A historical review of the literature on development in tubes, both in Jobo as well as BTZS and other types of drums/tubes shows a problem of uneven development. This is true of both traditional developers like D76 as well as pyro staining/hardening developers such as Pyrocat and PMK. I remember that one workshop instructor recommended the use of D76 1:4 instead of straight or 1:1 in drums to minimize or reduce the uneven development caused by flow of the developer over the ribs of drums when developed on a motor base. The result of the weaker dilution was to increase time of development to get to an equivalent CI. With a stronger dilution and shorter development time I would sometimes see even lines that resulted from contact of the film with the ribs in the drum. In my own work with Pyrocat I used long pre-soak times and dilute solutions of the developer to lengthen time of development in an effort to eliminate this problem. Back then many of us suspected that the cause of uneven development was the coating on the base of the film, but no one, so far as I know, understood the issue well enough to suggest a very long (5+ minutes) pre-soak. In fact, many made fun of the pre-soak entirely, claiming that it was totally useless, suggesting that the real cause of uneven development was due to increase speed of the solution over the film at the area of the ribs.

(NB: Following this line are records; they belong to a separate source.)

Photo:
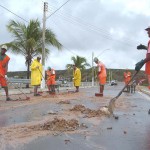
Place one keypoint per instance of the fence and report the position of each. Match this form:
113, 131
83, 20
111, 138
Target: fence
21, 83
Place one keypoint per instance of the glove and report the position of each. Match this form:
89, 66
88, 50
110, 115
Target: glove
141, 46
139, 65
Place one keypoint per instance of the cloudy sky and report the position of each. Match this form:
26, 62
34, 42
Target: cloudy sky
110, 29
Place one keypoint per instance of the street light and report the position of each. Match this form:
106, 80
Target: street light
103, 52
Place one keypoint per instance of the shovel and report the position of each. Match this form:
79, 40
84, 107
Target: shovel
112, 101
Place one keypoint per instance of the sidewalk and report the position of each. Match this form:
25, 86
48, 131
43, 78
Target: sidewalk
144, 89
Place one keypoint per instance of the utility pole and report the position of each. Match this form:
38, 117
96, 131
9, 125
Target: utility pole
92, 69
43, 43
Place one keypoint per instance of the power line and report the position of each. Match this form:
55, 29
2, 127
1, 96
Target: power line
14, 13
58, 9
90, 27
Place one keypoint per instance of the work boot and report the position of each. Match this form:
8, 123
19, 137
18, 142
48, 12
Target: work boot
37, 94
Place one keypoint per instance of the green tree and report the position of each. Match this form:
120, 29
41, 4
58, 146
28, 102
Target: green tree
80, 62
28, 40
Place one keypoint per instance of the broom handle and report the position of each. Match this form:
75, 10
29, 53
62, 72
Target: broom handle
127, 84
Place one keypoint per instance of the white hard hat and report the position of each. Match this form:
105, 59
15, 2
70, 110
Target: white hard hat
4, 47
95, 59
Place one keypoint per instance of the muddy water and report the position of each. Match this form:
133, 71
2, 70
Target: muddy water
130, 132
26, 113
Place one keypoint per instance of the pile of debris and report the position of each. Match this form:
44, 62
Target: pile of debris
89, 113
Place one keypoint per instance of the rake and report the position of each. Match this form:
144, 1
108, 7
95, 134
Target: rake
27, 98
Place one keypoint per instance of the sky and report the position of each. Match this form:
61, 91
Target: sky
111, 30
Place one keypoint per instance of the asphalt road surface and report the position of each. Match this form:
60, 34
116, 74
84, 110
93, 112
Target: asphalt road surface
131, 131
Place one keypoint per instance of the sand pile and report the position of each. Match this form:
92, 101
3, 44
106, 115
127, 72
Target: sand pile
60, 125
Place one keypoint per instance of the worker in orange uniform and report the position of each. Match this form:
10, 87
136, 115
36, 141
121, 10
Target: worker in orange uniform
76, 77
51, 79
4, 60
101, 69
140, 64
127, 76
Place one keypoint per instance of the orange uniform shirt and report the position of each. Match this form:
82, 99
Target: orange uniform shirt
127, 77
147, 65
51, 77
102, 73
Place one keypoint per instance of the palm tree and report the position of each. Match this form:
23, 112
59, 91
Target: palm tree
28, 40
80, 62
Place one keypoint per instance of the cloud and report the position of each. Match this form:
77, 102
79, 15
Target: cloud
84, 27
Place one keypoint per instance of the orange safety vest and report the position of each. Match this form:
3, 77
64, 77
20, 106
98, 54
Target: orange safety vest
102, 69
51, 77
3, 61
53, 74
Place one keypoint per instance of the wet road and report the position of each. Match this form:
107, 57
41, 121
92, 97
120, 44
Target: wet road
130, 132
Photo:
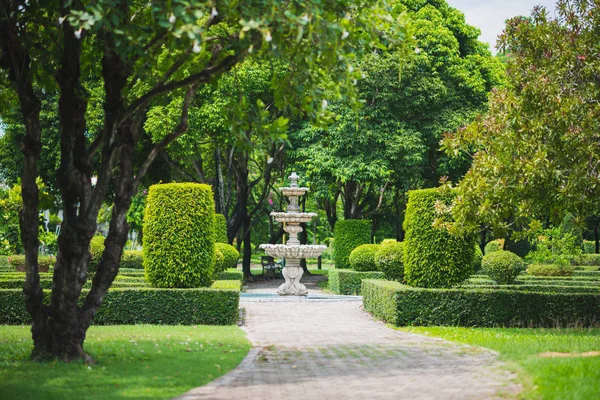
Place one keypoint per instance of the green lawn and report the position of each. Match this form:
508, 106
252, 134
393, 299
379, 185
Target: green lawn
133, 362
542, 377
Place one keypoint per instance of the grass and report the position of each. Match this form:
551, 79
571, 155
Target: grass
134, 362
560, 378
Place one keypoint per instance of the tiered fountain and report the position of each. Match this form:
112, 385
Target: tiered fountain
293, 251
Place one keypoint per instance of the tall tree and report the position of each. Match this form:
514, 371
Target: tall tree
142, 52
536, 153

Thanks to the passage of time, and the careful experiments of Michael Wesik, we can now fully understand the importance of the pre-soak.

Sandy

Sandy, I never would have arrived at this conclusion were it not for all of your and Steve Sherman's guidance on film development. It can be a maddening process of trying to reverse engineer the cause of uneven development, especially with a staining developer. The accumulated insight and experience that people share on this forum is a really amazing thing. I'm happy to be able to contribute!